You have two containers half full with liquid 1. You then fill the two containers respectively with a layer of liquid 2 and 3. A ray of light travelling through the bottom layer (liquid 1) and into the top layer experiences total internal reflection off liquid 2 when the angle of incidence exceeds 44.5° and for liquid 3 total internal reflection occurs for angles of incidence greater than 50.5°. Determine the ratio of the refractive indices of liquids 2 and 3 (n2/n3).
Wont Snell's law give this to you directly?
To solve this problem, we will use the principles of Snell's Law and total internal reflection.
Let's assume that the refractive index of liquid 1 is n1.
When the ray of light passes from liquid 1 into liquid 2, we can apply Snell's Law:
n1 * sin(angle of incidence 1) = n2 * sin(angle of refraction 1)
Since we know that total internal reflection occurs when the angle of incidence exceeds 44.5° in liquid 2, we can use this value to find the critical angle for liquid 2. The critical angle (angle of incidence) is the angle where the angle of refraction becomes 90°.

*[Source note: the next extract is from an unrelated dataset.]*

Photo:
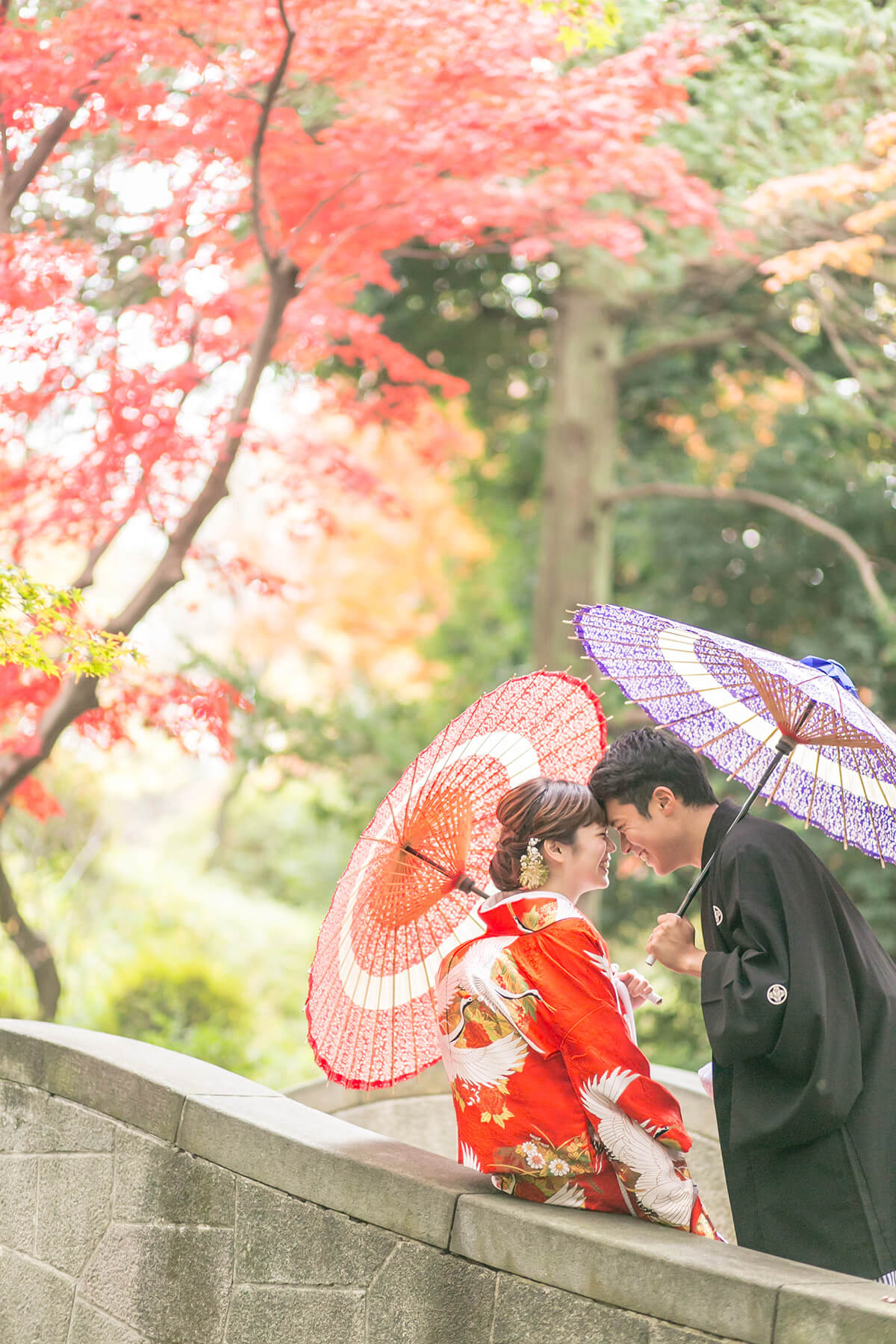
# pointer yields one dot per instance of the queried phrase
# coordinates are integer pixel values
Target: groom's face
(655, 839)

So, sin(critical angle 2) = n2 / n1
sin(critical angle 2) = n2 / 1 (as we assume n1 = 1 for simplicity)
Now, when the ray of light passes from liquid 2 into liquid 3, we can apply Snell's Law again:
n2 * sin(angle of incidence 2) = n3 * sin(angle of refraction 2)
We are given that total internal reflection occurs for angles of incidence greater than 50.5° in liquid 3. So, we can use this value to find the critical angle for liquid 3:
sin(critical angle 3) = n3 / n2
Now, we can solve for the ratio of n2 and n3:
n2 / n3 = sin(critical angle 2) / sin(critical angle 3)
Therefore, to determine the ratio of the refractive indices of liquids 2 and 3 (n2/n3), you need to calculate the sine of the critical angles of liquid 2 and liquid 3, and then divide the calculated value of sin(critical angle 2) by sin(critical angle 3).